When your childhood favorites grow up, this is what they look like, sound like, feel like - as you see them in Jon Favreau's The Jungle Book. It thrills you, makes you gasp in surprise and in wonder, it even terrifies you in parts. But what makes you happy, really happy from the inside is the joy of meeting Mowgli, Bagheera, Baloo and even Kaa. 

Main Review:

Watching this movie is such an amazing visual experience, no amount of explaining how advanced this CGI is, which makes for the scariest Shere Khan, the ginormous King Louie, the slithery Kaa ever. Technology so brilliant, you forget you are watching the usually hateful 3D, and drown happily in the IMAX version of the movie you watched on 21 inch screens at home. The Nippon Studios version of the 2D animated Jungle Book. I have always loved the Disney version where you sang 'Bare Necessities' loudly with all your friends in summer and 'Trust in me!' to each other by elongating the 'S' sounds just as Kaa did.

Scarlett Johansson seduces you in this version as Kaa, but briefly. And you sway in the seats, not because you are hypnotised by her, but because it's a familiar hisss! 

The voices of Bill Murray and Ben Kingsley make you sink in your chair and sigh. Mowgli will be safe when Baloo and Bagheera are there to save him. I was especially impressed with Lupita Nyon'go who is the voice of Raksha, Mowgli's wolf mom. But it's Shere Khan who enters the frame with his burnt face and puts ice on your heart.

I was terrified to watch Shere Khan really tear up the scenery. Idris Alba's usually sexy presence is turned into a fearful one as Shere Khan. The way Shere Khan climbs up the wolf hill and casually kills Akeyla, the leader of the wolf pack is not easy to digest. The fact that Disney has made a departure from it's usual sanitised way of showing death is at once applause worthy and a tad sad. You wish for the days of innocence, but know inside that kids today are playing really violent video games and can deal with death and separation as never before.

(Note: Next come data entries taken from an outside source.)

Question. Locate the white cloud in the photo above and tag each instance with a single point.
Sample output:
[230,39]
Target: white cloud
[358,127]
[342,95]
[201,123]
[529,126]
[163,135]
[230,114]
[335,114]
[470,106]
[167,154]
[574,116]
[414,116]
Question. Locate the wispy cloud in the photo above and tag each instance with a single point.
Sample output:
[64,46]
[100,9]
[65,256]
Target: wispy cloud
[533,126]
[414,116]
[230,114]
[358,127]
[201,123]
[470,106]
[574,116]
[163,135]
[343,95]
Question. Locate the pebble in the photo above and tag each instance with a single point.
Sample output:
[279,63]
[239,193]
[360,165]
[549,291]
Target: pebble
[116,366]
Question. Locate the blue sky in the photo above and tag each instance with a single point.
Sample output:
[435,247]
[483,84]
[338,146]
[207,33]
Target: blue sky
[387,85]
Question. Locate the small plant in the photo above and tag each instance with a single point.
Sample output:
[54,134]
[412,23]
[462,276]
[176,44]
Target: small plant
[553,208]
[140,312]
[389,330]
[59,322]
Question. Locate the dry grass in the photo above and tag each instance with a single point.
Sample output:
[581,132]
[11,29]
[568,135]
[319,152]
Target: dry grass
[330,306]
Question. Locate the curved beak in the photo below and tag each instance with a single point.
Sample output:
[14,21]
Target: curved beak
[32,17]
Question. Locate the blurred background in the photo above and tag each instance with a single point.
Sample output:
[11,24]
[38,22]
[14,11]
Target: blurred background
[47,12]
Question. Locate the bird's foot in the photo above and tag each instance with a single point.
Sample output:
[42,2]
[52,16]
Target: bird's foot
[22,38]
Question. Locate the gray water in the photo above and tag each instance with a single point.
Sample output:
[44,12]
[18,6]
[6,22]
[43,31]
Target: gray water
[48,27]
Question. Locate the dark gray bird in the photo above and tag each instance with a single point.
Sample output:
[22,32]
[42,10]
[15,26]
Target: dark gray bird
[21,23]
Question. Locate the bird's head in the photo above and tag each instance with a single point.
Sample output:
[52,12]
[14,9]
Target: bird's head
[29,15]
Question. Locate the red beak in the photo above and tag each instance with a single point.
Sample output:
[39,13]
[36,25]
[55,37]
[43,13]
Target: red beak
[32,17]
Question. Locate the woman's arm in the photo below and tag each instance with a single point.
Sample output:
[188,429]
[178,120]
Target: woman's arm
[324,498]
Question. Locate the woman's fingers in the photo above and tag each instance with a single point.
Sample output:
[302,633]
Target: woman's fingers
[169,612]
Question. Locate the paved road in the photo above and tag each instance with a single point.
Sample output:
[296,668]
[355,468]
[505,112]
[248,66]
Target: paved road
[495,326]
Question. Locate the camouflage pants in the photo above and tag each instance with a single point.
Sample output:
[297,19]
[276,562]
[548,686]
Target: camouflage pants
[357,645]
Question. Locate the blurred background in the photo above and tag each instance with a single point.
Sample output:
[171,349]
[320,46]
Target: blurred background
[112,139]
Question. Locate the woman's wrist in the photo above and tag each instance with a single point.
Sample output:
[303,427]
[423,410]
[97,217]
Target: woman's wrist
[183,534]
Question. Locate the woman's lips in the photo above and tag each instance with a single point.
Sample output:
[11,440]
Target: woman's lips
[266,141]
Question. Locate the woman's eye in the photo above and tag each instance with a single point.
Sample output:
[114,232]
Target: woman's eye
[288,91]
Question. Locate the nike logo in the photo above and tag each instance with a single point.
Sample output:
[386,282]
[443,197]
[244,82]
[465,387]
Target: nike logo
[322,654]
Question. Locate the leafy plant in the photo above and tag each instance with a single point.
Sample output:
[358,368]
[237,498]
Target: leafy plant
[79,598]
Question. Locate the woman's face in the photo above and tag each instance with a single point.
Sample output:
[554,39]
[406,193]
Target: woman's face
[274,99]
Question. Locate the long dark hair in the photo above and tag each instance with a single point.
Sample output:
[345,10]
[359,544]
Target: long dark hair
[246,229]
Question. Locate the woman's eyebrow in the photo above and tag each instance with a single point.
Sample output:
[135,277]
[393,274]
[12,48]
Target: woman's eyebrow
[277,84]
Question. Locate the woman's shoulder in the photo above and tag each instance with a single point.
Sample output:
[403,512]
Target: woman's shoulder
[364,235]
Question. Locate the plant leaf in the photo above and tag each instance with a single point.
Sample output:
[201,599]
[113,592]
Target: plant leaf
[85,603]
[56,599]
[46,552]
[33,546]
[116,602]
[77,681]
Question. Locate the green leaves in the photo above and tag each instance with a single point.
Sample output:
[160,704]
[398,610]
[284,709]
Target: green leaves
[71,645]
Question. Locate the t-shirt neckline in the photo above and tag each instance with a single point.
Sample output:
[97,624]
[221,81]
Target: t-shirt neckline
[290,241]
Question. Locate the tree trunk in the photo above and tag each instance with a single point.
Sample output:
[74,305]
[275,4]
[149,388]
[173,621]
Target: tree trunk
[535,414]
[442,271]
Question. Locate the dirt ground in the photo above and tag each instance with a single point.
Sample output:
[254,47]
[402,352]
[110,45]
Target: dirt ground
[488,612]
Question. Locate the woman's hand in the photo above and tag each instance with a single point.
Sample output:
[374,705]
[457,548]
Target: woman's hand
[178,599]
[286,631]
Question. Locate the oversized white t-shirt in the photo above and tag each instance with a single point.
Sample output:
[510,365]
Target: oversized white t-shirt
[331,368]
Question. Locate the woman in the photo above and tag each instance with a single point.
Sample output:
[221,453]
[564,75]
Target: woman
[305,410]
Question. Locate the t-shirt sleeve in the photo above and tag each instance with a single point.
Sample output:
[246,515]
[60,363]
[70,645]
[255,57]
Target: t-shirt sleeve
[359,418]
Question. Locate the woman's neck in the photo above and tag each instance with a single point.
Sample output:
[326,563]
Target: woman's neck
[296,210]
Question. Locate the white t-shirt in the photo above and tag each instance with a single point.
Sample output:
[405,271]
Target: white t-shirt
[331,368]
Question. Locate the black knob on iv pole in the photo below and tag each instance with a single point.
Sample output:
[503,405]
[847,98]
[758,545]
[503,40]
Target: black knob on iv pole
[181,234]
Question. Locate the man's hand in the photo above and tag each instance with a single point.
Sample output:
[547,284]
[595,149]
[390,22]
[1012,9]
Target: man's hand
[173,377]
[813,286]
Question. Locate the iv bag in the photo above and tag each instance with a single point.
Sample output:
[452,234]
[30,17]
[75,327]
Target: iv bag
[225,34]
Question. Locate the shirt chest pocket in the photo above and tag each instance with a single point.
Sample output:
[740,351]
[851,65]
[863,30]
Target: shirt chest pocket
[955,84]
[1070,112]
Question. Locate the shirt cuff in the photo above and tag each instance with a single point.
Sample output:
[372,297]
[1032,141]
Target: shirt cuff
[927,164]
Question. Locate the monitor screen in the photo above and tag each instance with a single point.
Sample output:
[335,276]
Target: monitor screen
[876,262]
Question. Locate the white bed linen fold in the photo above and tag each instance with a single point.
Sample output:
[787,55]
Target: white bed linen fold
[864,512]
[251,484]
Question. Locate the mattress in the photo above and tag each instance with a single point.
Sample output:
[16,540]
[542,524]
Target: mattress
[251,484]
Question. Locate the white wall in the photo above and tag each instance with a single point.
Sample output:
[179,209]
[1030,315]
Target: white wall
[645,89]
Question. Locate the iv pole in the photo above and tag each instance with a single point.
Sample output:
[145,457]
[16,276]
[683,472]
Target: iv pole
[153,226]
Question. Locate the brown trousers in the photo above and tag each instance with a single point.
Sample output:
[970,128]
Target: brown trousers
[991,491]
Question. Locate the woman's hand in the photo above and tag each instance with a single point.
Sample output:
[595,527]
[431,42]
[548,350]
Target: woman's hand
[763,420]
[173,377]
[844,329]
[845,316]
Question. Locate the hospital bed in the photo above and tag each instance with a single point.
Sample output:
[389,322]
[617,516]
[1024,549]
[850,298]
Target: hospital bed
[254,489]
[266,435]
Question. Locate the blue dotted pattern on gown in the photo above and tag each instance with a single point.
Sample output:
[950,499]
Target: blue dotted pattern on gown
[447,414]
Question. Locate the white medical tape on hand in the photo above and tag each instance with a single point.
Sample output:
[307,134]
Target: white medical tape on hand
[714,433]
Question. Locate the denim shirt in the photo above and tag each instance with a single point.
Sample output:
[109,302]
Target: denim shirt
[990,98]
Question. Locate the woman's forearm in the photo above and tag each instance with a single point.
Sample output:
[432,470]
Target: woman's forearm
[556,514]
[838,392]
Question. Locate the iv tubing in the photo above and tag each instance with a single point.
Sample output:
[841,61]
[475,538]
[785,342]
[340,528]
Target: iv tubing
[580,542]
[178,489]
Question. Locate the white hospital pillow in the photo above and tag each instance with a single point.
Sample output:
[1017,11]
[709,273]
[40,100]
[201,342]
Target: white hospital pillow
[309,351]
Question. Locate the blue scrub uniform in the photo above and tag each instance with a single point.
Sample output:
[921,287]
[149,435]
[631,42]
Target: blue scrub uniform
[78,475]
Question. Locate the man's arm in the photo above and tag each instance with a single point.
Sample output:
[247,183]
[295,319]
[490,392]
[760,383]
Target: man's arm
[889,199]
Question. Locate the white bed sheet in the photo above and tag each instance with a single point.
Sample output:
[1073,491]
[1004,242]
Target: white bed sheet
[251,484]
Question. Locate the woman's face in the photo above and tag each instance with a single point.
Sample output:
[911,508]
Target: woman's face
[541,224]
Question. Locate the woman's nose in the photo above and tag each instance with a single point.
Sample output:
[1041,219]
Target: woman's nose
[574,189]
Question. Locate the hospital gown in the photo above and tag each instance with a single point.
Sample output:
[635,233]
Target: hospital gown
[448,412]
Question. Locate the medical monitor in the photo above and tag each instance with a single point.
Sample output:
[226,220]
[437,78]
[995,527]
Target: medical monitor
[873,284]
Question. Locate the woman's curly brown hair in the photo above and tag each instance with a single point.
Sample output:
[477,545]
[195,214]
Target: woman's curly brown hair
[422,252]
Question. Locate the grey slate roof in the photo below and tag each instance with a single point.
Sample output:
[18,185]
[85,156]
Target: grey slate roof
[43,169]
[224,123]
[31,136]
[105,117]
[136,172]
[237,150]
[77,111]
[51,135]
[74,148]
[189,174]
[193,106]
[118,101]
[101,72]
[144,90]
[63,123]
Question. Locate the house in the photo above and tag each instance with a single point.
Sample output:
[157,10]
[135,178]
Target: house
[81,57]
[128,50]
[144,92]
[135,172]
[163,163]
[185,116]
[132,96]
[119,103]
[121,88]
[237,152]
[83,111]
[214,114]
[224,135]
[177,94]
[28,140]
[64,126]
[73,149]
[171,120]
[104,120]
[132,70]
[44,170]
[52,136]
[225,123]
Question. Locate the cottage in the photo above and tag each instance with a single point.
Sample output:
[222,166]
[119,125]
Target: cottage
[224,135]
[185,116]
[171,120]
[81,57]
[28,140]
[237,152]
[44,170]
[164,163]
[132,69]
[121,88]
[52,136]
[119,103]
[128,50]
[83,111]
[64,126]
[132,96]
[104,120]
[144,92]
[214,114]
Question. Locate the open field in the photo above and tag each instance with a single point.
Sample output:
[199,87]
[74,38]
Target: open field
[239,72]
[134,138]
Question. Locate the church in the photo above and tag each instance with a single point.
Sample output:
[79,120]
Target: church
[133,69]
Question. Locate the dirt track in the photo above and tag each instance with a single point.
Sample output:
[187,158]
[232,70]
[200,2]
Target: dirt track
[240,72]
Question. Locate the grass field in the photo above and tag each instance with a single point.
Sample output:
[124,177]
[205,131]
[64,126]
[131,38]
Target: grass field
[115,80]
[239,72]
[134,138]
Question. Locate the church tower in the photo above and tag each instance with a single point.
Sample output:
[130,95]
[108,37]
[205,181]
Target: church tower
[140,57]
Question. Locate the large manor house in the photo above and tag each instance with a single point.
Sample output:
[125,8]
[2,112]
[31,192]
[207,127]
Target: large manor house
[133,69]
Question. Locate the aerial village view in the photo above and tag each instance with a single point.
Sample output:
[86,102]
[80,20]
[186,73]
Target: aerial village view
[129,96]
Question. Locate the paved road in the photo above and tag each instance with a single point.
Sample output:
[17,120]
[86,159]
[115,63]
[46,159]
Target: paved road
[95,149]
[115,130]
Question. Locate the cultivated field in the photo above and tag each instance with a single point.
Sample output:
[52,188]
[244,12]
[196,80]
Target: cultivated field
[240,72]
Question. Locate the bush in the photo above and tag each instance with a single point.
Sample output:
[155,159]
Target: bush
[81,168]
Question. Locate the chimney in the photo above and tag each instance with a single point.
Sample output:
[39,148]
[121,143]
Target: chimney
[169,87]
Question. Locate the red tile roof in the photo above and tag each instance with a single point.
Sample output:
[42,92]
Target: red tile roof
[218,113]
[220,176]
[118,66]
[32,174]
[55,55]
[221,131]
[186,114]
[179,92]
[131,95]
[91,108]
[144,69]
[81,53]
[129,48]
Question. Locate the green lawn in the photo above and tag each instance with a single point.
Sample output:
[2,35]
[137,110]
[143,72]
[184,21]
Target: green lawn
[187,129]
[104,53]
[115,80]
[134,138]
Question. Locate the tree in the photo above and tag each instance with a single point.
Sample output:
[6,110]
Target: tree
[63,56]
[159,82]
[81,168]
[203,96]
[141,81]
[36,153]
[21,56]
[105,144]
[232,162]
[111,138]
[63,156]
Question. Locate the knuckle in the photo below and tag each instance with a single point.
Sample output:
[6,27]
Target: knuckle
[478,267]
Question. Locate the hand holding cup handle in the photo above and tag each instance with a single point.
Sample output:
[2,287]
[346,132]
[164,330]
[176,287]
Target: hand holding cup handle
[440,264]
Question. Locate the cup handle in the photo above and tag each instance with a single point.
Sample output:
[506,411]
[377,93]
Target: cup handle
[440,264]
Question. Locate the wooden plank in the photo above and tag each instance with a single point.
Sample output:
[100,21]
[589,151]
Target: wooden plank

And now to admit that King Louie is not fun and games either. He's big, he's more orange than you ever remember and fiercer. I was biting my fingers really hard to stop myself from screaming out in fear. I realised that I was holding my breath when Louie had chases Mowgli and breaks down the pillars of the magnificent Monkey Temple. I don't especially enjoy watching monkeys, and when the packs attack Bagheera and Baloo, it is fearsome.

But there are so many moments of love and sweetness that you come away from the magnificence and the ever green story of a boy who is unafraid of the jungle and has the best friends who get drunk on honey and teach him that the 'Bare Necessities of life will come to you!'

The story has changed a bit too, and you understand why they don't have too many Man Village scenes. You love the huge elephants and understand their purpose in the movie. The story ties up neatly and your heart swells up with pride because you too can recite the law of the jungle! 

I came away with Selena Gomez's version of 'Trust in me' playing in my head. Gone was the fear Shere Khan instilled. Gone was the sorrow of losing Akeyla. Gone was the alarm at the red flower spreading destruction. I was seduced completely by Jon Favreau's very, very grown up Jungle Book.